Alongside the film retrospective and the other events part of Fellini 100, a project organised to celebrate the 100th anniversary of the birth of renowned Italian Film Director Federico Fellini, the “Carnival in a Dream: The Federico Fellini Exhibition“, to be held from 27 November to 13 December at PMQ, will feature rare behind-the-scenes photos, film stills and posters, as well as FELLINI’s hand-drawn sketches on loan from Cineteca di Bologna.
Visitors will receive an exquisite coaster, while stocks last.

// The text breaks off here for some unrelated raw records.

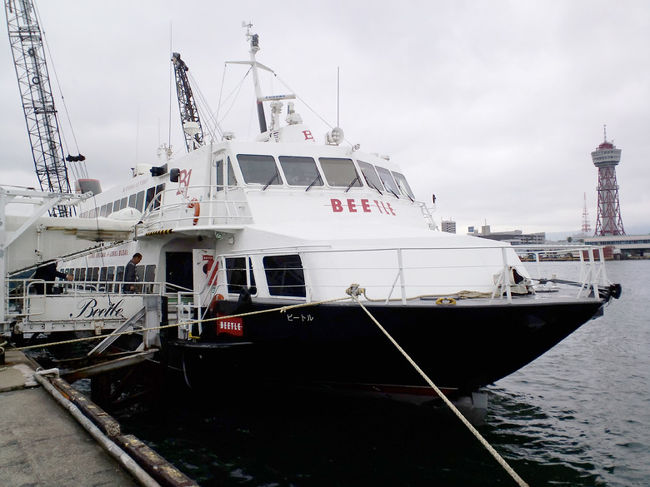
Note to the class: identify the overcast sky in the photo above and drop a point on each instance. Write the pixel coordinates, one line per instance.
(494, 106)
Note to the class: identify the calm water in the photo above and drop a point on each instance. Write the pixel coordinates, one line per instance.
(578, 416)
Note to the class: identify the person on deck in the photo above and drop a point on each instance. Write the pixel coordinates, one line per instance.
(129, 274)
(48, 273)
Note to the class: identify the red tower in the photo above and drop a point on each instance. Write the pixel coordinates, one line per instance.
(606, 157)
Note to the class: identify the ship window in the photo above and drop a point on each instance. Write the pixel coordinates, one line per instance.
(119, 274)
(150, 193)
(259, 169)
(403, 185)
(159, 194)
(110, 275)
(284, 275)
(102, 279)
(389, 182)
(232, 180)
(139, 199)
(236, 275)
(300, 171)
(370, 175)
(339, 172)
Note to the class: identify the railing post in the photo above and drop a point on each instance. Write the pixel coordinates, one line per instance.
(593, 274)
(506, 273)
(401, 275)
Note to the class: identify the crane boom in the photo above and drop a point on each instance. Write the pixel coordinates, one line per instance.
(190, 121)
(26, 42)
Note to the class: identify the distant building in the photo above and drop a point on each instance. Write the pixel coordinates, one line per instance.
(624, 246)
(514, 237)
(448, 226)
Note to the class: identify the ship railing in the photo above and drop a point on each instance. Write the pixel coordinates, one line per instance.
(39, 300)
(202, 206)
(592, 269)
(427, 213)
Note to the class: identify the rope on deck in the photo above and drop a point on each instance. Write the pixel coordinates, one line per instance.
(354, 291)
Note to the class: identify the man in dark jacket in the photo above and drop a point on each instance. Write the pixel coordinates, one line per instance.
(129, 274)
(48, 273)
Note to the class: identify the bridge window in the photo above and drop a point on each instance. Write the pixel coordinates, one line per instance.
(370, 175)
(150, 194)
(139, 200)
(340, 172)
(389, 182)
(284, 275)
(403, 185)
(236, 275)
(159, 195)
(300, 171)
(259, 169)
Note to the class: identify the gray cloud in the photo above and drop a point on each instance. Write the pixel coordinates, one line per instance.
(493, 106)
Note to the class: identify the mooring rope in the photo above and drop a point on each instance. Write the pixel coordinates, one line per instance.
(281, 309)
(354, 291)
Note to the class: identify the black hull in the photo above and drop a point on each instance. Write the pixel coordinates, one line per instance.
(459, 347)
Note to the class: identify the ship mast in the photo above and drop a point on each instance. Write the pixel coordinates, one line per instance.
(254, 40)
(255, 65)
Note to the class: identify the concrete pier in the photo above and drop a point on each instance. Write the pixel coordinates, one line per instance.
(40, 443)
(51, 435)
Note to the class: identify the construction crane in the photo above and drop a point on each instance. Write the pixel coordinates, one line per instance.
(26, 40)
(190, 121)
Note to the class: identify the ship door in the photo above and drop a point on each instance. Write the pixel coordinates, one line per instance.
(179, 269)
(206, 276)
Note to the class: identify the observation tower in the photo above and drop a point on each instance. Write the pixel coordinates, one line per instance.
(606, 157)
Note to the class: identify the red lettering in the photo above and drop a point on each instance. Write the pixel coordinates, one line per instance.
(183, 181)
(337, 207)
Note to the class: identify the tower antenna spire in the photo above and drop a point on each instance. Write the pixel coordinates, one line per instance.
(606, 157)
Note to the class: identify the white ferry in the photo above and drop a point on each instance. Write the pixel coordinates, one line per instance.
(242, 226)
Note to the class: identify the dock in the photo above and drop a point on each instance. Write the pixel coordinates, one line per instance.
(47, 440)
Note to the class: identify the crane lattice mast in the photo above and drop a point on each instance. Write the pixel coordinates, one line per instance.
(26, 42)
(190, 121)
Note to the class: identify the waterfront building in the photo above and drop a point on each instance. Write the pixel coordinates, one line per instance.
(448, 226)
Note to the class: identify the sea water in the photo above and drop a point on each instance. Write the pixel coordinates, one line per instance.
(577, 416)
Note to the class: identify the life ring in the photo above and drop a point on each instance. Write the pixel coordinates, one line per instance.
(197, 210)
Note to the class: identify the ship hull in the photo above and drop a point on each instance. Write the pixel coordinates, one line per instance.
(461, 348)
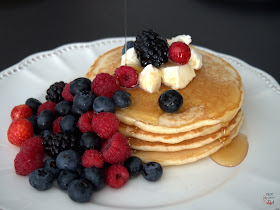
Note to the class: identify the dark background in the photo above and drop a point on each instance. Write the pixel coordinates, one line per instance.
(245, 29)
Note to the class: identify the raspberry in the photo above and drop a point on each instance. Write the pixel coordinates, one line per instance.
(179, 52)
(66, 93)
(117, 175)
(115, 149)
(21, 111)
(19, 131)
(105, 124)
(33, 146)
(24, 164)
(49, 105)
(126, 76)
(84, 122)
(92, 158)
(56, 125)
(104, 85)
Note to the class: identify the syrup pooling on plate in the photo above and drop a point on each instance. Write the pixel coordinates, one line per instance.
(232, 154)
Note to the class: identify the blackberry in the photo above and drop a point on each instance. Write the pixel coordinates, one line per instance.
(56, 143)
(54, 92)
(151, 48)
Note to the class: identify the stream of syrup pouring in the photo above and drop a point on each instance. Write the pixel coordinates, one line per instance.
(228, 156)
(125, 30)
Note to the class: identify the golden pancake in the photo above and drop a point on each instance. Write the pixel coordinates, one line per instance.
(135, 132)
(187, 144)
(213, 97)
(187, 155)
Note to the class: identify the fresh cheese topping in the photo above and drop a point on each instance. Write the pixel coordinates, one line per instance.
(195, 60)
(130, 58)
(171, 74)
(177, 76)
(150, 79)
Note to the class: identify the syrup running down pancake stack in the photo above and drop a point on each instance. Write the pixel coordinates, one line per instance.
(209, 118)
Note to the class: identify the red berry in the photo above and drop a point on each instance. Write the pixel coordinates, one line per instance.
(49, 105)
(179, 52)
(126, 76)
(116, 176)
(105, 124)
(25, 164)
(33, 146)
(92, 158)
(66, 93)
(104, 85)
(21, 111)
(115, 149)
(56, 125)
(84, 122)
(19, 131)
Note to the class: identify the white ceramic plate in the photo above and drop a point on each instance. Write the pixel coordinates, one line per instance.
(200, 185)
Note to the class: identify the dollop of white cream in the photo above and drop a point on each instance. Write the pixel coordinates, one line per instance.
(149, 79)
(177, 76)
(173, 75)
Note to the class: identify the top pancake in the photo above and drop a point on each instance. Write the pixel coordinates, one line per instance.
(214, 96)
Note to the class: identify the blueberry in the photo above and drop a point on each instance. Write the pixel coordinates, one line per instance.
(96, 176)
(79, 84)
(34, 104)
(121, 99)
(45, 120)
(170, 101)
(76, 111)
(68, 160)
(152, 171)
(129, 44)
(84, 100)
(65, 177)
(50, 165)
(68, 124)
(45, 133)
(80, 190)
(90, 140)
(133, 165)
(103, 104)
(63, 108)
(41, 179)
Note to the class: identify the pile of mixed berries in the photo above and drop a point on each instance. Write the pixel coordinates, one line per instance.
(73, 137)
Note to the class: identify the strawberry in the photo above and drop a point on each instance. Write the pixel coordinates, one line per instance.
(19, 131)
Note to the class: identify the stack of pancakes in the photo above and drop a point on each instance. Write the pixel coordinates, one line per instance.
(209, 118)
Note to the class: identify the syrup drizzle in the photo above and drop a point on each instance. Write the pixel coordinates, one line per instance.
(232, 154)
(125, 28)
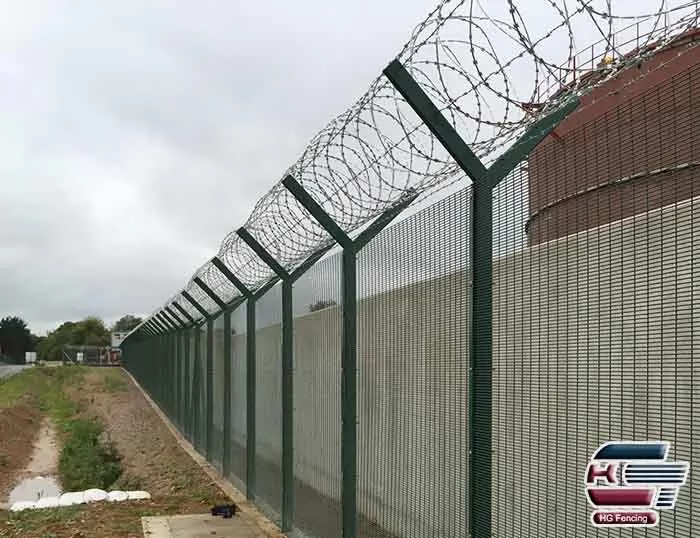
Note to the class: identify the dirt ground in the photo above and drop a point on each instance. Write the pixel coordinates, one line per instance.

Twenty-three and a half films, twenty-seven screenplays, a countless number of drawings, caricatures, and sketches; half a century of inventions, from Lo sceicco bianco (The White Sheik) to Casanova, from I Vitelloni to Gradisca, from Marcello to Gelsomina, from Zampanò to Giulietta degli spiriti (Juliet of the Spirits), from Via Veneto to Rex, from bidonisti to The Clowns… Fellini’s work largely contributed to nourishing our imagination. A heritage of imagination, intelligence and culture that encompasses lightness and depth.
The exhibition opens with the section “Fellini at work”, because Federico never stopped, working incessantly all life long. “It is curiosity that makes me wake up in the morning,” he used to say. Curiosity was his inexhaustible reserve of energy, which made him ubiquitous on the set, behind and in front of the camera, teaching his actors as well as non-actors to become the fictional characters he had in mind. In Fellini Satyricon, he seems to take the lines of his actors, explaining in a few seconds, frame by frame, how Fellini’s films are the work of a complete author.
The “Fellini / Mastroianni” section explores the relationship between these two giants, the playfulness and pleasure of these two men, mirroring each other. “Reality vs Cinema” and “Arts & Graphics” sections affirm his statement: “The only true realist is a visionary”. Fellini had constantly drawn on reality to feed his imagination, transforming his cinema into an infinite search for himself, and sharing it with millions of spectators around the world. Perhaps this is why his cinema remains necessary today.